On the evening of September 24, Petty Officer Boatswain Daniel Leschke was on the bridge wing and noticed a vessel in the harbor had lost propulsion and a strange smell.

“I grabbed the binoculars for a closer look and when I saw lifejackets coming out on deck, I knew something was wrong,” Leschke said.

“Immediately, the team swung into action and launched the rigid hull inflatable boat (RHIB) with Able Seaman Boatswains Mate Bailey Griffin and myself embarked. We were on scene less than 10 minutes after first noticing the vessel.”

Alongside the distressed vessel, they were advised there was smoke on board and went back to Glenelg to collect first-aid equipment and fire extinguishers.

Returning, they transferred three passengers to the RHIB while the master remained on board.

“They were happy to see us, especially when we had the extinguishers,” Able Seaman Griffin said.

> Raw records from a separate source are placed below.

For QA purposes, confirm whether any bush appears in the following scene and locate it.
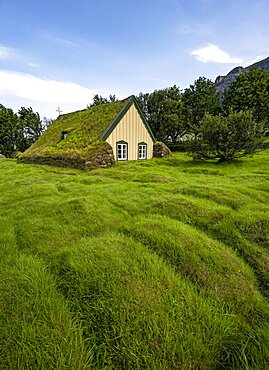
[190,111,265,161]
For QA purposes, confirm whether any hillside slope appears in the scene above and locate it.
[0,151,269,370]
[215,57,269,93]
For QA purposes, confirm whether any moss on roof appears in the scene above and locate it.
[21,98,129,167]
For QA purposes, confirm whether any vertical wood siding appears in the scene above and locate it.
[106,104,153,160]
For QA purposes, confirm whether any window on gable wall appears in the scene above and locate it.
[138,143,147,159]
[117,142,128,161]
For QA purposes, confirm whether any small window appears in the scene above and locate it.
[138,143,147,159]
[62,131,68,140]
[117,142,128,161]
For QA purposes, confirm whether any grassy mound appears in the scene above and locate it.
[0,152,269,370]
[20,100,126,169]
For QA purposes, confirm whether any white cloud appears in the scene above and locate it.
[191,44,243,64]
[0,70,104,118]
[0,45,17,59]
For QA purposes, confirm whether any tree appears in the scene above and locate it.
[0,104,19,157]
[222,70,269,127]
[137,85,185,142]
[190,111,264,161]
[87,94,118,108]
[16,107,43,152]
[182,77,220,135]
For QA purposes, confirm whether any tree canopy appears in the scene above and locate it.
[137,85,185,141]
[182,77,220,135]
[0,104,43,157]
[222,69,269,127]
[188,111,264,161]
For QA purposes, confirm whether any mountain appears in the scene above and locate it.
[215,57,269,93]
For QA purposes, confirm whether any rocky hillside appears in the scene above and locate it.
[215,57,269,93]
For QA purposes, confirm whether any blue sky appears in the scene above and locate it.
[0,0,269,118]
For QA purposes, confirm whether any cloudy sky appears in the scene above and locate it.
[0,0,269,118]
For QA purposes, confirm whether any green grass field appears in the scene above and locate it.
[0,151,269,370]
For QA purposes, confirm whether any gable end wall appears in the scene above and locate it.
[106,104,153,160]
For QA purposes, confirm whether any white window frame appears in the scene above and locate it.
[138,143,148,159]
[117,141,128,161]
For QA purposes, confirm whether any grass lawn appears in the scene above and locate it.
[0,150,269,370]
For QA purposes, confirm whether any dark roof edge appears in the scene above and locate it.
[100,95,156,141]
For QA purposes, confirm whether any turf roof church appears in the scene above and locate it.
[21,96,170,169]
[100,96,155,161]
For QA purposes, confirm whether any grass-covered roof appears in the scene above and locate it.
[21,98,130,167]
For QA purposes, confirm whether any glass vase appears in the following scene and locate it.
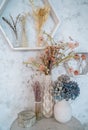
[42,75,54,118]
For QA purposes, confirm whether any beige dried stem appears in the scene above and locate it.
[29,0,50,46]
[20,12,30,47]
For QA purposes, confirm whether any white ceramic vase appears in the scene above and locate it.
[54,100,72,123]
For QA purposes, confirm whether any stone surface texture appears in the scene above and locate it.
[0,0,88,130]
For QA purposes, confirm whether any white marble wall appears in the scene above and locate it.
[0,0,88,130]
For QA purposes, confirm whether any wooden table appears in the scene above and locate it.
[10,117,84,130]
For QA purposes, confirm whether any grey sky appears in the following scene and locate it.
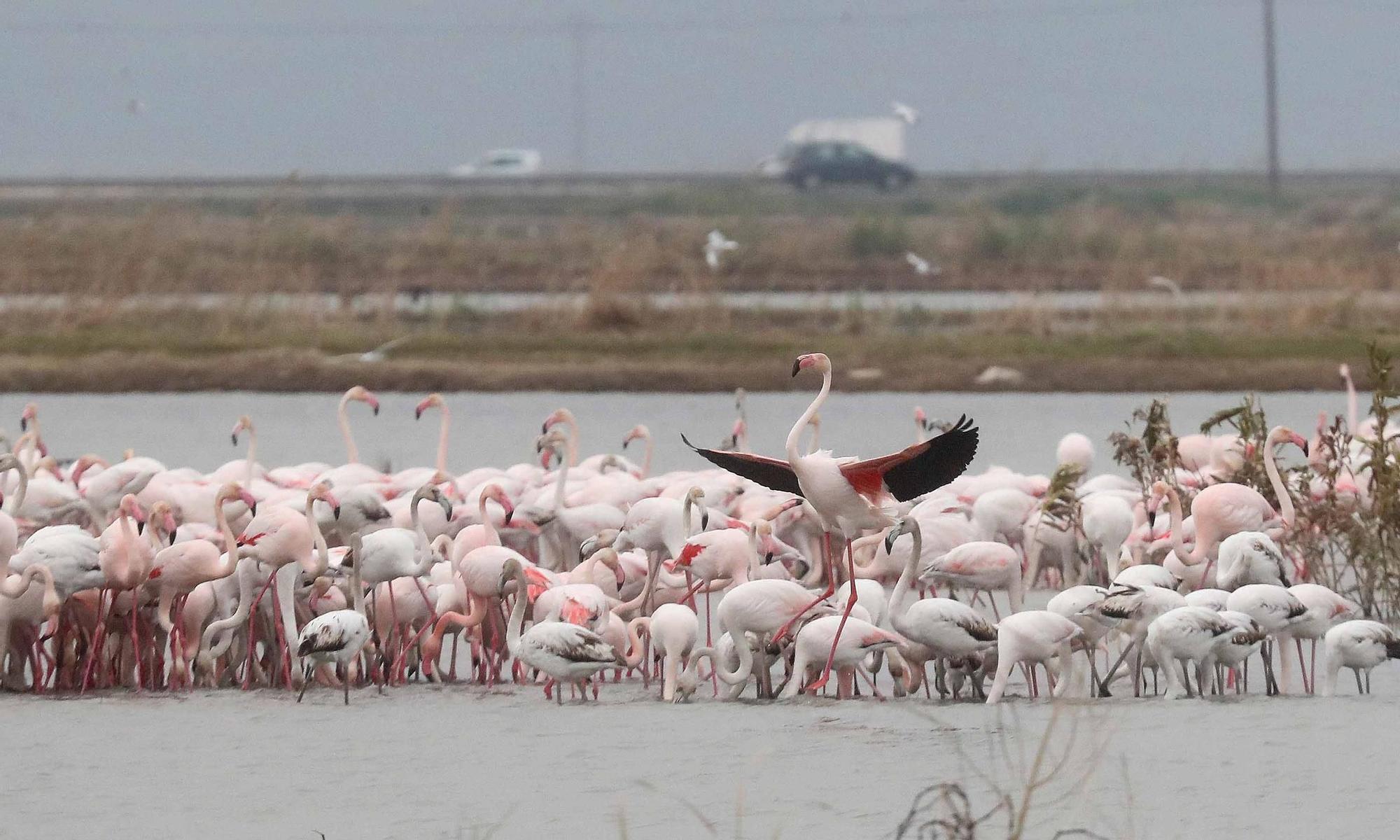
[0,0,1400,176]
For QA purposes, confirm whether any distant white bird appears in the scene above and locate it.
[904,251,944,277]
[330,336,412,363]
[973,364,1026,385]
[1147,274,1182,298]
[704,230,739,272]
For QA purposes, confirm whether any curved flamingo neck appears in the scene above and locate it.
[505,568,529,659]
[787,370,832,463]
[623,616,651,668]
[641,431,657,479]
[564,414,578,466]
[409,490,433,577]
[476,493,501,546]
[214,496,238,578]
[1341,371,1357,434]
[437,405,452,473]
[305,496,330,577]
[1166,487,1205,566]
[1264,435,1295,528]
[0,455,29,512]
[890,528,924,633]
[553,458,570,512]
[336,396,360,463]
[0,563,57,598]
[244,426,258,489]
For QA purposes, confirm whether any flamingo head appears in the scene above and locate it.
[539,409,574,434]
[214,482,259,517]
[622,423,651,449]
[69,455,108,487]
[147,500,178,545]
[792,353,832,377]
[228,414,253,447]
[496,557,525,595]
[885,517,918,554]
[307,482,340,519]
[340,385,379,416]
[559,598,594,627]
[482,484,515,525]
[413,393,442,420]
[413,476,452,522]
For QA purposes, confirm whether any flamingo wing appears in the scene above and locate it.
[680,434,801,496]
[834,414,977,501]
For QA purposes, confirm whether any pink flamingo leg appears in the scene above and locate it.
[802,540,857,694]
[773,531,834,644]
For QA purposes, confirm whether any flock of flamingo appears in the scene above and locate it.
[0,353,1400,704]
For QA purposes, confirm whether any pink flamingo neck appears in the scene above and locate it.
[787,368,832,463]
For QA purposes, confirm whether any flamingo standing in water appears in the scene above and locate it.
[297,533,370,706]
[680,353,977,692]
[500,559,624,704]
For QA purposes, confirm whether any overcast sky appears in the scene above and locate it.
[0,0,1400,176]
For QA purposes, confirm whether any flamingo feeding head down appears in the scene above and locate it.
[680,353,977,690]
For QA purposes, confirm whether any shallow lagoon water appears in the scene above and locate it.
[0,391,1378,840]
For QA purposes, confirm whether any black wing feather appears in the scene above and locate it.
[879,414,977,501]
[680,434,806,496]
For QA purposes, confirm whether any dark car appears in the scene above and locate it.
[783,141,914,189]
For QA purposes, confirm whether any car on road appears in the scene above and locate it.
[449,148,542,178]
[780,140,916,189]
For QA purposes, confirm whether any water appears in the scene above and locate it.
[0,382,1345,473]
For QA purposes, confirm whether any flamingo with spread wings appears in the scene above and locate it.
[680,353,977,692]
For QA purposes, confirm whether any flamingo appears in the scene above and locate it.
[1317,619,1400,697]
[1147,606,1239,697]
[0,452,29,570]
[297,533,370,706]
[987,609,1084,706]
[498,559,623,704]
[885,517,997,694]
[1152,426,1308,566]
[1225,584,1308,694]
[148,482,258,672]
[1288,584,1361,690]
[1215,531,1288,592]
[680,353,977,689]
[631,603,700,703]
[778,616,903,700]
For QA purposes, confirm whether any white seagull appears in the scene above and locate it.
[904,251,942,277]
[1147,274,1182,298]
[704,230,739,272]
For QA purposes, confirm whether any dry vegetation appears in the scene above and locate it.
[8,176,1400,294]
[0,176,1400,391]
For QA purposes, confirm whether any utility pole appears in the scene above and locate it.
[568,14,592,172]
[1263,0,1280,195]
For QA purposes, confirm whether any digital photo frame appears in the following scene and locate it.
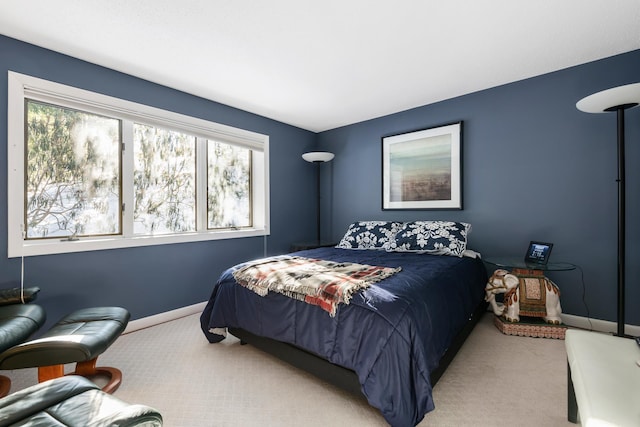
[524,241,553,265]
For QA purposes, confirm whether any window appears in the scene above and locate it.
[8,72,269,257]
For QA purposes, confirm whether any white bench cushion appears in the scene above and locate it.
[565,329,640,427]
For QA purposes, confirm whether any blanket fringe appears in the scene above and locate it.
[233,255,402,316]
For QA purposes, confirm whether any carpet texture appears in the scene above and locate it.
[2,313,575,427]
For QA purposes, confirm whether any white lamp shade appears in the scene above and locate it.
[302,151,335,163]
[576,83,640,113]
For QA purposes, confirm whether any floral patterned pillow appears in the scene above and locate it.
[336,221,402,250]
[387,221,471,257]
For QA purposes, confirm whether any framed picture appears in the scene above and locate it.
[524,241,553,265]
[382,122,462,209]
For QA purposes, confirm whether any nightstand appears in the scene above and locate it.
[484,257,576,339]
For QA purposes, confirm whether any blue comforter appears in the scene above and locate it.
[200,248,487,426]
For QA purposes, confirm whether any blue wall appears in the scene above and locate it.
[319,51,640,325]
[0,36,317,332]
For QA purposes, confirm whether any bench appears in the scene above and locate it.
[565,329,640,427]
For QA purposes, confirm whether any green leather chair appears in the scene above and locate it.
[0,288,130,397]
[0,287,46,397]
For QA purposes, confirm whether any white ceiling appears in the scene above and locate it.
[0,0,640,132]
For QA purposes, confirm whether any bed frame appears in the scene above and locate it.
[229,301,487,397]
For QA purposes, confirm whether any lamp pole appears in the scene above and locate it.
[576,83,640,337]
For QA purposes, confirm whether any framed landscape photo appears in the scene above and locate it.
[382,122,462,209]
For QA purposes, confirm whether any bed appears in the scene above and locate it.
[200,221,487,426]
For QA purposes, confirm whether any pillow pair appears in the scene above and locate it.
[336,221,471,257]
[336,221,402,250]
[387,221,471,257]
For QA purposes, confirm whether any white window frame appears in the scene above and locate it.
[7,71,270,258]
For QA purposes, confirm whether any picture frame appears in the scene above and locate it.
[382,121,462,210]
[524,240,553,265]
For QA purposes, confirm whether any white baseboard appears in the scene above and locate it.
[123,301,207,334]
[562,314,640,336]
[123,301,640,336]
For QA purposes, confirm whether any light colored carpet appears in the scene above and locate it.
[2,313,574,427]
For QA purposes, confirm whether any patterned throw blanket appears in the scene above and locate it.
[233,255,402,317]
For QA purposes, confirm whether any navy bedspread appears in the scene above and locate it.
[200,248,487,426]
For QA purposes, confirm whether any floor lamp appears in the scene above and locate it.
[576,83,640,336]
[302,151,334,245]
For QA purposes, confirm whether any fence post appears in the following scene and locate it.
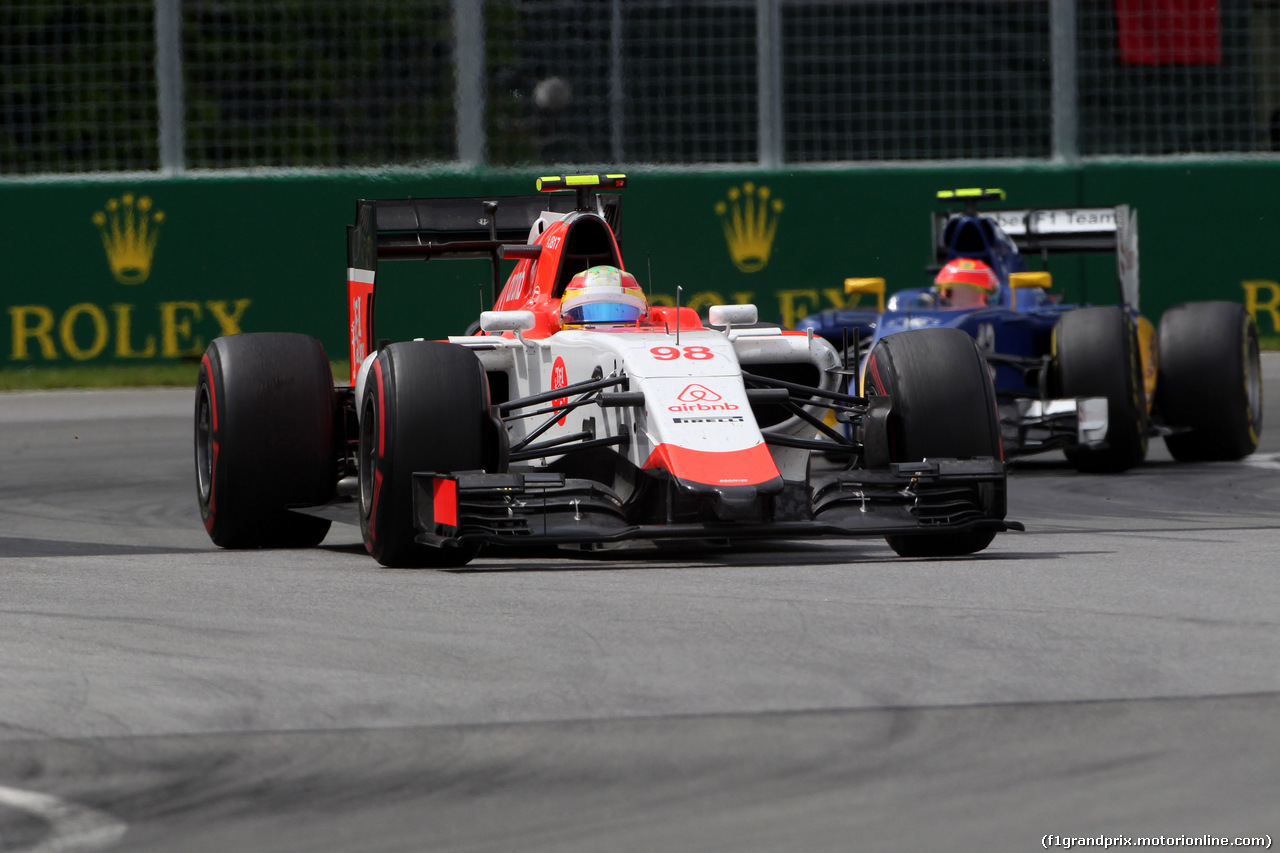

“It was one of those situations where all the training we do pays off. You kick into gear and do what’s required to keep people safe.”

They towed the vessel to the Trinity Inlet boat ramp, where Queensland Fire and Emergency Services were waiting to provide further assistance.

Commanding Officer Glenelg Lieutenant Commander Alexander Finnis said he was proud of the quick actions of his crew.

“We regularly train for exactly this type of scenario, so to see our people respond as they did is incredibly pleasing,” Lieutenant Commander Finnis said.

“Providing assistance to our fellow mariners is core business for us, whether we’re underway at sea or alongside.

“I’m extremely proud of their efforts and, most importantly, everyone involved in the incident made it home safe and unharmed.”